FAA faulted for problems in telecommunications upgrade

03.05.2006

The largest and costliest network to be replaced is the Leased Interfacility National Airspace System Communications System (LINCS) formerly operated by MCI WorldCom but now run by Verizon Communications Inc. FTI is considered a mission-critical program because its network will carry the National Airspace System's telecommunications services, which include voice and radar, for air traffic control operations, according to the report. These services are carried on the LINCS network. When completed, FTI will consist of about 25,000 telecommunications services at more than 4,400 FAA sites, the report said.

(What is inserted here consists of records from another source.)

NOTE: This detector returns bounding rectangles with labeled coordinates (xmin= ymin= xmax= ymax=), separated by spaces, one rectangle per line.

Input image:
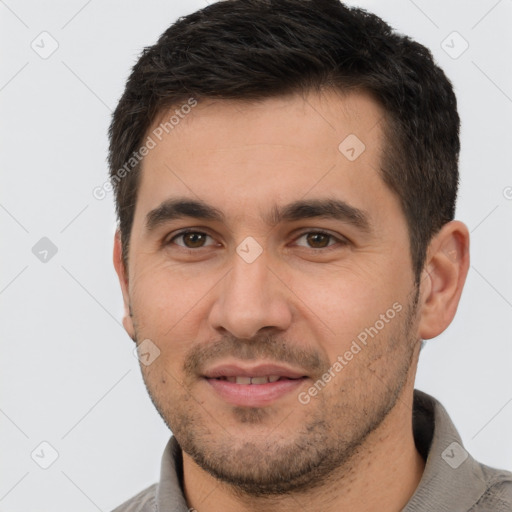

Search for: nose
xmin=209 ymin=248 xmax=292 ymax=339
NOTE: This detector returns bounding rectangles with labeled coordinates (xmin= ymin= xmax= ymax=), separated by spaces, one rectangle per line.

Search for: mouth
xmin=203 ymin=364 xmax=308 ymax=407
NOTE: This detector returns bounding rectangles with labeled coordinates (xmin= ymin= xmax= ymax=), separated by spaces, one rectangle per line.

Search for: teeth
xmin=251 ymin=377 xmax=268 ymax=384
xmin=224 ymin=375 xmax=280 ymax=384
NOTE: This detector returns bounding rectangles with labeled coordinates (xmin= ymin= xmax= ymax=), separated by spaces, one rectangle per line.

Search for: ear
xmin=114 ymin=229 xmax=135 ymax=340
xmin=418 ymin=221 xmax=469 ymax=340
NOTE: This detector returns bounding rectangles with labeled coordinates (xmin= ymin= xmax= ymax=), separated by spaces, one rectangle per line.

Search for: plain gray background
xmin=0 ymin=0 xmax=512 ymax=512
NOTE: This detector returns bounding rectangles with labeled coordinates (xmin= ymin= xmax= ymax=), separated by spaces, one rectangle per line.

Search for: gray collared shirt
xmin=113 ymin=390 xmax=512 ymax=512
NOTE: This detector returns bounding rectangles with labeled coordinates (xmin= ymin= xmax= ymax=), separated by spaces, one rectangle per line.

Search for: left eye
xmin=169 ymin=231 xmax=213 ymax=249
xmin=297 ymin=231 xmax=337 ymax=249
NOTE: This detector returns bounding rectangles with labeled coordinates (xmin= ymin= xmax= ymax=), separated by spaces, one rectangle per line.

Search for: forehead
xmin=135 ymin=91 xmax=396 ymax=230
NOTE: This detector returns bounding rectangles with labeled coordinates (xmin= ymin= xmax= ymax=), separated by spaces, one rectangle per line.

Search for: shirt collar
xmin=156 ymin=390 xmax=492 ymax=512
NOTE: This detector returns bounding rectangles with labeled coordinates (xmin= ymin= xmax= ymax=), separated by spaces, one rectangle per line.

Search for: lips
xmin=203 ymin=364 xmax=308 ymax=407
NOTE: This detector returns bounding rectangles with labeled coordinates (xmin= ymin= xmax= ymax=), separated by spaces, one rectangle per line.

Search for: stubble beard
xmin=136 ymin=290 xmax=419 ymax=497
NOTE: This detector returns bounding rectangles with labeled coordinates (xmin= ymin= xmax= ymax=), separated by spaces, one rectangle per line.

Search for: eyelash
xmin=164 ymin=229 xmax=349 ymax=252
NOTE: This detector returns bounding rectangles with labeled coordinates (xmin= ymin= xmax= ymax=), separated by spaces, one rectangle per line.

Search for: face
xmin=118 ymin=92 xmax=418 ymax=495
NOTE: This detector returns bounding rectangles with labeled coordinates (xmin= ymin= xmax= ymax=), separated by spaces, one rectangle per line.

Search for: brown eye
xmin=170 ymin=231 xmax=211 ymax=249
xmin=305 ymin=233 xmax=332 ymax=249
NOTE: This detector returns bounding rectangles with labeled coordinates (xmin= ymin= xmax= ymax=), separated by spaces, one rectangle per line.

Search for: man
xmin=110 ymin=0 xmax=512 ymax=512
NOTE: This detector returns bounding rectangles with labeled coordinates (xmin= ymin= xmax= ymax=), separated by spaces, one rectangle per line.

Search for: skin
xmin=114 ymin=91 xmax=469 ymax=512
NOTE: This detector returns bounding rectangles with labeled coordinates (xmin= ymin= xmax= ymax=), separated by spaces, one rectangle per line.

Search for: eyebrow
xmin=146 ymin=198 xmax=371 ymax=232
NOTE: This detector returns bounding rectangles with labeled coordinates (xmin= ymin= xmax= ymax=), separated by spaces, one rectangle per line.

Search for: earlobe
xmin=113 ymin=229 xmax=135 ymax=340
xmin=418 ymin=221 xmax=469 ymax=339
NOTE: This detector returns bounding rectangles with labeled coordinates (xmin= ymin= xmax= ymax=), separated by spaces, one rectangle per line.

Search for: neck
xmin=183 ymin=383 xmax=425 ymax=512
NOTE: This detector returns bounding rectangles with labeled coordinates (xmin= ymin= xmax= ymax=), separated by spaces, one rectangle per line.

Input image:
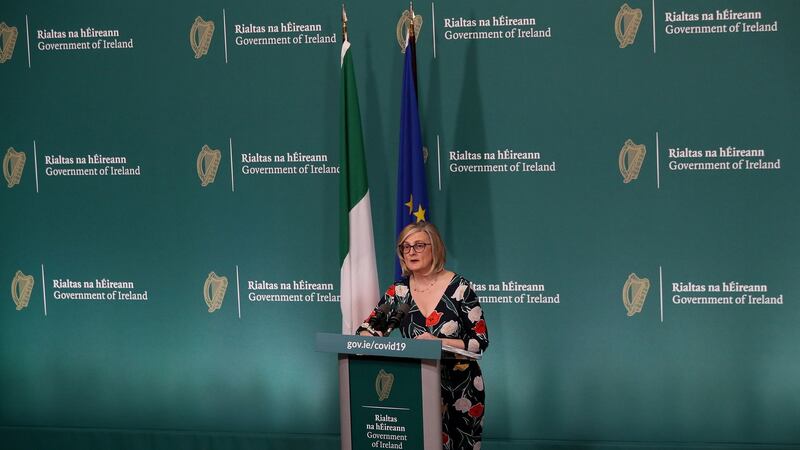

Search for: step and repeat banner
xmin=0 ymin=0 xmax=800 ymax=448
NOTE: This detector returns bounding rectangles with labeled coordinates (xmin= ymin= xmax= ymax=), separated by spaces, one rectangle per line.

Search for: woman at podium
xmin=357 ymin=222 xmax=489 ymax=450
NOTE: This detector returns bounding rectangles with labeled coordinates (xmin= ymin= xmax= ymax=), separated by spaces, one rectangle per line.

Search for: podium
xmin=316 ymin=333 xmax=442 ymax=450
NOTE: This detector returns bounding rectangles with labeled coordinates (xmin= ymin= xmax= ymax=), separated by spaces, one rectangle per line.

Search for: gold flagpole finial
xmin=342 ymin=3 xmax=348 ymax=41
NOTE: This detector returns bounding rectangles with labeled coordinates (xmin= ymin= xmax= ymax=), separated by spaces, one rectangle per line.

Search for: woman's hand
xmin=414 ymin=331 xmax=439 ymax=340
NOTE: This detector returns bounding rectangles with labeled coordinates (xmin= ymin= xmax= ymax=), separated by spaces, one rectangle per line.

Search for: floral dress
xmin=364 ymin=274 xmax=489 ymax=450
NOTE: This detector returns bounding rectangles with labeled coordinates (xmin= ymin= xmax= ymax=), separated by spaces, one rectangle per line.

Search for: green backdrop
xmin=0 ymin=0 xmax=800 ymax=449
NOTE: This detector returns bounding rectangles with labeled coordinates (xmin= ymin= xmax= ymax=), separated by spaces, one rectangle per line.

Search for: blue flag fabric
xmin=395 ymin=45 xmax=430 ymax=280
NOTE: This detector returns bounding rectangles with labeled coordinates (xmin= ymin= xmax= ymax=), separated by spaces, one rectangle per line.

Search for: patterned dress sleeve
xmin=454 ymin=279 xmax=489 ymax=353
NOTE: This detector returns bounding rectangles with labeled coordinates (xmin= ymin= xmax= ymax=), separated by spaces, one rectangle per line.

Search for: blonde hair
xmin=395 ymin=222 xmax=447 ymax=276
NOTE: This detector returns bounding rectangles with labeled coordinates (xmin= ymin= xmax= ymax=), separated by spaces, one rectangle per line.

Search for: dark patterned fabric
xmin=364 ymin=274 xmax=489 ymax=450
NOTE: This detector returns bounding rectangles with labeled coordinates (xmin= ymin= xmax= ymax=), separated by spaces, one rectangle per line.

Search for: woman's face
xmin=403 ymin=231 xmax=433 ymax=274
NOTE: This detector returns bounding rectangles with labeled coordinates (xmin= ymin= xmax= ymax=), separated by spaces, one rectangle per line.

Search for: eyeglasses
xmin=397 ymin=242 xmax=433 ymax=254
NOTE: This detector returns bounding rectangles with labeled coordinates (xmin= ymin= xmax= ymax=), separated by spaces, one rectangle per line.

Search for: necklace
xmin=412 ymin=274 xmax=439 ymax=293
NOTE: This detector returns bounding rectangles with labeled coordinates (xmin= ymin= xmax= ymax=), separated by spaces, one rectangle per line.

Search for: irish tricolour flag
xmin=339 ymin=33 xmax=379 ymax=334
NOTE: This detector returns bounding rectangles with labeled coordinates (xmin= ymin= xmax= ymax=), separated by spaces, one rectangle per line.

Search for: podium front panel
xmin=349 ymin=356 xmax=424 ymax=450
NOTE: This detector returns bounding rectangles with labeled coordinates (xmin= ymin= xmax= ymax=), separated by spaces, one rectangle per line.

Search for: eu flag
xmin=395 ymin=35 xmax=430 ymax=279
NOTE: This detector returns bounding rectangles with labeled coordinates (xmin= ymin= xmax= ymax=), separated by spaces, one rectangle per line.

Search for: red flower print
xmin=468 ymin=403 xmax=483 ymax=418
xmin=425 ymin=310 xmax=444 ymax=327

Alves said the FTI is a "high-risk" and "schedule-driven" program that is unlikely to meet its December 2007 revised completion date. In fact, only months after being revised in December 2004, the program again began falling behind schedule and has not recovered, he said.

"FTI is not likely to be completed on time because the [FAA] did not direct the program office to develop a detailed realistic master schedule or an effective transition plan identifying when each site and service will be accepted, when services will be cut over to FTI, and when existing services will be disconnected," Alves said. "Further, the program office needs to ensure better coordination with its field offices and with Verizon in order to ensure that service disruptions are avoided when services are transitioned to FTI."

Alves said that until the FAA develops a realistic schedule and effective transition plan, it will be difficult to hold the FTI contractor accountable or determine when the FTI transition will be completed. In addition, the FAA can't accurately estimate how long Verizon's LINCS services will be needed until it has a realistic schedule, he said. To account for the delays to date, the FAA will have to exercise its one-year option to extend Verizon's contract to support the LINCS services but may also need to retain Verizon's services for a longer period, he said.

The FAA had disconnected only about 3 percent of the legacy circuits by the end of fiscal year 2005 and had accumulated a large backlog of uncompleted work, the report said. As a result, the FAA lost out on $32.6 million in reduced operating costs, the report said.